Thursday, January 6, 2011

DOS MAGOS E SUAS VESTES



"Durante a noite os três reis foram transportados para a cripta da igreja de S. Jorge, fora das muralhas. Reinaldo quis vê-los, e explodiu numa série de imprecações indignas de um arcebispo:
- Com bragas? E com este barrete que parece de um jogral?
- Senhor Reinaldo, assim se vestiam evidentemente naquela época os sábios do Oriente: há uns anos estive em Ravena e vi um mosaico onde na veste da imperatriz Teodora os três estão representados mais ou menos assim.
- Precisamente, coisas que podem convencer os greculos de Bizâncio. Mas imaginas se apresento em Colónia os Magos vestidos de malabaristas? Vamos vesti-los de outra maneira.
- E como? - perguntou o Poeta.
- E como? Eu consenti que comesses e bebesses como um feudatário escrevendo dois ou três versos ao ano e tu não sabes como hás-de vestir quem foram os primeiros a adorar Nosso Senhor Jesus Cristo?! Veste-os como toda a gente imagina que sejam vestidos, de bispos, de papas, de arquimandritas, sei lá!
- Saquearam a igreja-mor e o bispado. Talvez possamos recuperar paramentos sagrados. Vou tentar. - disse o Poeta.
Foi uma noite terrível.
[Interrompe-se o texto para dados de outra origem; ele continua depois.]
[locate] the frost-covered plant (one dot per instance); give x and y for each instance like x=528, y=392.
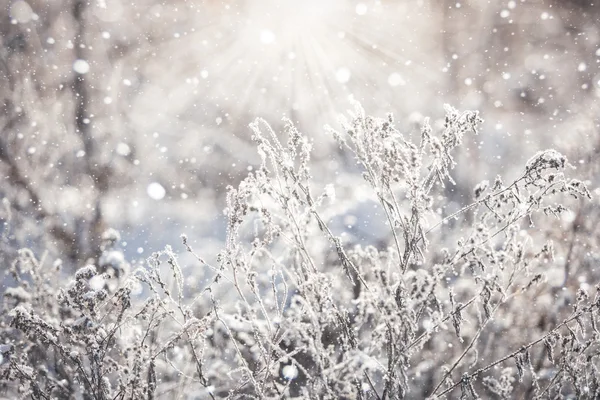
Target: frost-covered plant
x=455, y=302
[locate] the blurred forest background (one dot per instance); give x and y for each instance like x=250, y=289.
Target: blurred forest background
x=134, y=115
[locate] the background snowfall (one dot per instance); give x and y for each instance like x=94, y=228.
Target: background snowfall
x=134, y=115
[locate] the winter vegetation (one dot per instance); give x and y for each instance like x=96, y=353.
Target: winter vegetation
x=166, y=234
x=291, y=310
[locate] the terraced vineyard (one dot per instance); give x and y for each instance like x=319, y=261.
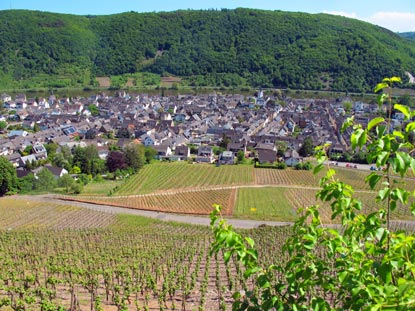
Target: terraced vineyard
x=186, y=202
x=131, y=263
x=167, y=176
x=243, y=191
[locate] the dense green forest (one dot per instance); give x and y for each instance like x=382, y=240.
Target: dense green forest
x=241, y=47
x=408, y=35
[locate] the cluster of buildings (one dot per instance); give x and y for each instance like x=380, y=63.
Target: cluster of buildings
x=172, y=124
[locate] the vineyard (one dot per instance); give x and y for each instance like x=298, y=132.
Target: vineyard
x=242, y=190
x=130, y=263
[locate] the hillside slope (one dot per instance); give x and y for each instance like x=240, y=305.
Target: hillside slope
x=227, y=47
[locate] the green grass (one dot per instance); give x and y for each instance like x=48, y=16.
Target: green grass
x=100, y=188
x=268, y=203
x=179, y=175
x=126, y=221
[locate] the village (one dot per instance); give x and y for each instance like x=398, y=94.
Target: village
x=270, y=127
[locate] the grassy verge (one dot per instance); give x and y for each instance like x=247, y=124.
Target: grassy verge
x=267, y=203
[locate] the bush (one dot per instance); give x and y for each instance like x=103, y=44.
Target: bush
x=364, y=266
x=77, y=188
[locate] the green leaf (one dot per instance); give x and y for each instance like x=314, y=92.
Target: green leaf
x=374, y=122
x=380, y=86
x=395, y=79
x=250, y=241
x=410, y=127
x=381, y=99
x=358, y=138
x=404, y=109
x=347, y=123
x=373, y=178
x=226, y=256
x=317, y=168
x=385, y=272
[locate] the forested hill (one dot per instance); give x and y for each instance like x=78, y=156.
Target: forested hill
x=226, y=47
x=408, y=35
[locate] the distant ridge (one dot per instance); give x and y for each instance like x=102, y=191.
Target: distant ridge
x=205, y=48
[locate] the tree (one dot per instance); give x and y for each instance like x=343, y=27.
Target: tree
x=282, y=147
x=135, y=156
x=66, y=181
x=306, y=148
x=26, y=183
x=149, y=154
x=8, y=177
x=241, y=156
x=116, y=161
x=91, y=134
x=45, y=180
x=88, y=161
x=364, y=264
x=3, y=125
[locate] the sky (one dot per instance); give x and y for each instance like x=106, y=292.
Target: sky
x=396, y=15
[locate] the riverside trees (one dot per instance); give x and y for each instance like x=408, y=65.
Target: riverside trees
x=364, y=264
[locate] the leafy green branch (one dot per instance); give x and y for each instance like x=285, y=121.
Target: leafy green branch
x=360, y=264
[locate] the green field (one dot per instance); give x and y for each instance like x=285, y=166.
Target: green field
x=244, y=191
x=264, y=204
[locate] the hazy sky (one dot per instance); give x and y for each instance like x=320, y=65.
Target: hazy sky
x=396, y=15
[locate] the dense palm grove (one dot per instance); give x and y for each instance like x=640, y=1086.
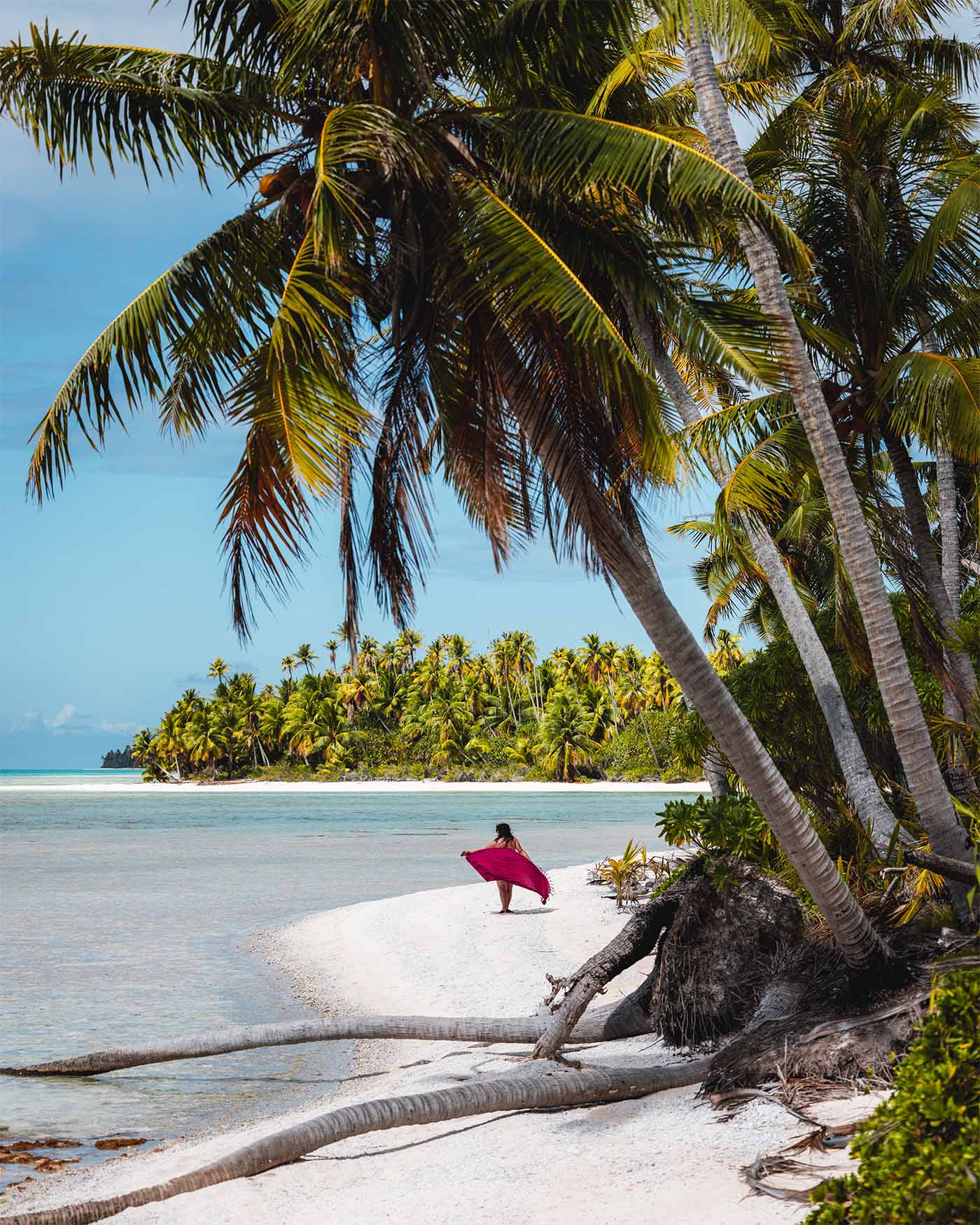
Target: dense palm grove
x=517, y=244
x=411, y=710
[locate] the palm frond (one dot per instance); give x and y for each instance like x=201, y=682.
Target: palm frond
x=589, y=152
x=937, y=398
x=134, y=104
x=267, y=524
x=201, y=315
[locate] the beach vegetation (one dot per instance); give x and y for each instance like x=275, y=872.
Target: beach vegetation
x=920, y=1148
x=531, y=256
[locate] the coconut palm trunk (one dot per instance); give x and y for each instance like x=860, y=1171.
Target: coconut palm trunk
x=626, y=1018
x=544, y=1087
x=960, y=673
x=637, y=939
x=859, y=780
x=892, y=671
x=715, y=772
x=637, y=578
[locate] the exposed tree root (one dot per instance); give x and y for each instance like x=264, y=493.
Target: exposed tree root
x=544, y=1087
x=720, y=955
x=810, y=1045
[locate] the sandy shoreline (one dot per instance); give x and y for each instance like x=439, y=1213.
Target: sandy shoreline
x=434, y=787
x=446, y=952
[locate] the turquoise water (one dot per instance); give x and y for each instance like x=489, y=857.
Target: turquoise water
x=125, y=911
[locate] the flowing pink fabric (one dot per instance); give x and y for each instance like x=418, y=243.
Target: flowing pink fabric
x=499, y=864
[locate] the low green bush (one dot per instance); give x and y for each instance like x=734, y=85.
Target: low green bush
x=920, y=1149
x=733, y=823
x=629, y=754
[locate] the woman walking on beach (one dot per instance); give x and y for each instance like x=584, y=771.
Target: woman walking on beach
x=501, y=862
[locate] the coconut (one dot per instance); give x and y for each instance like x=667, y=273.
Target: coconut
x=279, y=181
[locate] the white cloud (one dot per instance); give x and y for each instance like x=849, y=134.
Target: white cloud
x=62, y=718
x=122, y=729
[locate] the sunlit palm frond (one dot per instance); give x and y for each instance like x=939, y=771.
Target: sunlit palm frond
x=132, y=104
x=936, y=398
x=588, y=151
x=267, y=524
x=526, y=274
x=191, y=323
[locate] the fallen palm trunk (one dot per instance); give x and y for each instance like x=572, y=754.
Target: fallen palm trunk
x=636, y=940
x=624, y=1019
x=545, y=1087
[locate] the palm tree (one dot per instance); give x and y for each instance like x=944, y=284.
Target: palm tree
x=891, y=666
x=484, y=1096
x=218, y=668
x=205, y=745
x=458, y=651
x=486, y=302
x=369, y=653
x=727, y=654
x=304, y=656
x=406, y=646
x=565, y=734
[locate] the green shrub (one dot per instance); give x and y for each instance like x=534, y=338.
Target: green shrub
x=920, y=1149
x=627, y=752
x=372, y=748
x=733, y=823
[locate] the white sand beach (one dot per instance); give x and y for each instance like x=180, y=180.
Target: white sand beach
x=666, y=1158
x=382, y=787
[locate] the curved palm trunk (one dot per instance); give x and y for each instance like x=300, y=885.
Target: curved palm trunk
x=906, y=717
x=946, y=483
x=637, y=578
x=636, y=940
x=858, y=778
x=624, y=1019
x=934, y=578
x=545, y=1087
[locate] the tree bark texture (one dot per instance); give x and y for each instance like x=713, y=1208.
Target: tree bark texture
x=891, y=666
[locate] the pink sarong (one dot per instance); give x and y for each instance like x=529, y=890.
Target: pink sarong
x=500, y=864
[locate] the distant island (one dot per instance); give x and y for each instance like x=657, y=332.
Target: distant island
x=119, y=759
x=406, y=710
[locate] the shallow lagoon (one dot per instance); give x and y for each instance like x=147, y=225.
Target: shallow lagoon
x=127, y=913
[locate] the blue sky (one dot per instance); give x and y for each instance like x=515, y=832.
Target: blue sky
x=113, y=592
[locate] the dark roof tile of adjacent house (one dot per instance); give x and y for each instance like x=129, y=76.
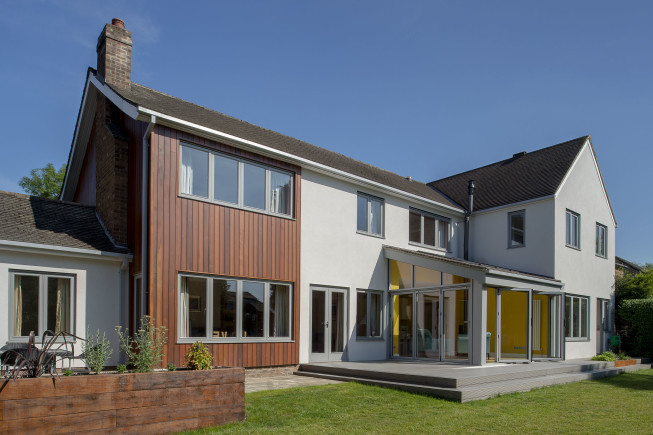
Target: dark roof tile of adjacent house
x=523, y=177
x=30, y=219
x=184, y=110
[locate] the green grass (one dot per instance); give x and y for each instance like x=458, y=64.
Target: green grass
x=619, y=404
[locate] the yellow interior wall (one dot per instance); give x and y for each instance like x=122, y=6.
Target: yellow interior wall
x=544, y=325
x=513, y=322
x=492, y=318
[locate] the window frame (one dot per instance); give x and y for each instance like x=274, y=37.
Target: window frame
x=42, y=306
x=209, y=338
x=240, y=182
x=511, y=242
x=569, y=220
x=438, y=219
x=600, y=228
x=368, y=310
x=369, y=198
x=569, y=318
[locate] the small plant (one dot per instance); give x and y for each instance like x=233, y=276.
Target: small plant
x=198, y=357
x=96, y=351
x=622, y=356
x=145, y=350
x=605, y=356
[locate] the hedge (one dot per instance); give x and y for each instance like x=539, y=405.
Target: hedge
x=636, y=317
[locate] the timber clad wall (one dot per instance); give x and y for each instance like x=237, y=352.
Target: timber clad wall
x=198, y=237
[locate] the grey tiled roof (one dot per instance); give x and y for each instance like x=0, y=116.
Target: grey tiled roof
x=30, y=219
x=527, y=176
x=172, y=106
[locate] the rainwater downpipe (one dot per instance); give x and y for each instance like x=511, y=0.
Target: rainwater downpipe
x=144, y=217
x=468, y=213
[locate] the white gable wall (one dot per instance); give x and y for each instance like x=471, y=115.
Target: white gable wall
x=335, y=255
x=582, y=271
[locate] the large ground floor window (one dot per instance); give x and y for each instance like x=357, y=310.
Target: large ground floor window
x=41, y=302
x=222, y=309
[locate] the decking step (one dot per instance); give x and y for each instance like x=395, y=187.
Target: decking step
x=483, y=390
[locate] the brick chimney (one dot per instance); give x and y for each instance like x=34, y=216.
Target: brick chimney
x=114, y=50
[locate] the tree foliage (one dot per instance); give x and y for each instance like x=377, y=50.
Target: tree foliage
x=44, y=182
x=638, y=286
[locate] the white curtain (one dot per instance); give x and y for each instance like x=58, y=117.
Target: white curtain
x=183, y=312
x=18, y=307
x=186, y=171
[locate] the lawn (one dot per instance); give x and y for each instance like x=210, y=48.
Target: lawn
x=619, y=404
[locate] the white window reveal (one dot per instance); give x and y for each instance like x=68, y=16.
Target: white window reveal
x=369, y=313
x=517, y=229
x=369, y=215
x=218, y=309
x=573, y=230
x=577, y=318
x=232, y=181
x=41, y=302
x=601, y=240
x=428, y=229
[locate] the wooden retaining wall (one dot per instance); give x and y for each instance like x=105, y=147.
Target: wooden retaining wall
x=141, y=403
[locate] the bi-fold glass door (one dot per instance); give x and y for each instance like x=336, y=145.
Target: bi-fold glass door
x=431, y=324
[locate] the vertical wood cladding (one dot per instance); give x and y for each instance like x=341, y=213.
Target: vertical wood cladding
x=187, y=235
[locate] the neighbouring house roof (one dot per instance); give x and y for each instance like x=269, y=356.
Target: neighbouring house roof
x=159, y=102
x=472, y=264
x=523, y=177
x=40, y=221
Os paramentos foram encontrados, e até qualquer coisa que pareciam três tiaras, mas o problema foi despir as três múmias. Se os rostos estavam ainda como vivos, os corpos - tirando as mãos, completamente secas - estavam reduzidos a uma armação de vimes e de palha, que se desfazia a cada tentativa de tirar as roupas. - Não importa - disse Reinaldo - que uma vez em Colónia já ninguém vai tornar a abrir o caixão. Metam paus, qualquer coisa que os mantenha direitos, como se fossem espantalhos. Mas com respeito, não se esqueçam.
- Jesus Senhor - lamentou-se o Poeta -, nem a cair de bêbedo imaginei alguma vez poder vir a enfiar os Reis Magos pelo traseiro.
- Cala-te e veste-os - disse Baudolino -, estamos a agir para a glória do império. - O Poeta emitia horríveis blasfémias e os Magos agora pareciam cardeais da santa igreja romana."


Umberto Eco, Baudolino, trad. José Colaço Barreiros, Lisboa: Difel, 2002, pp. 107-108.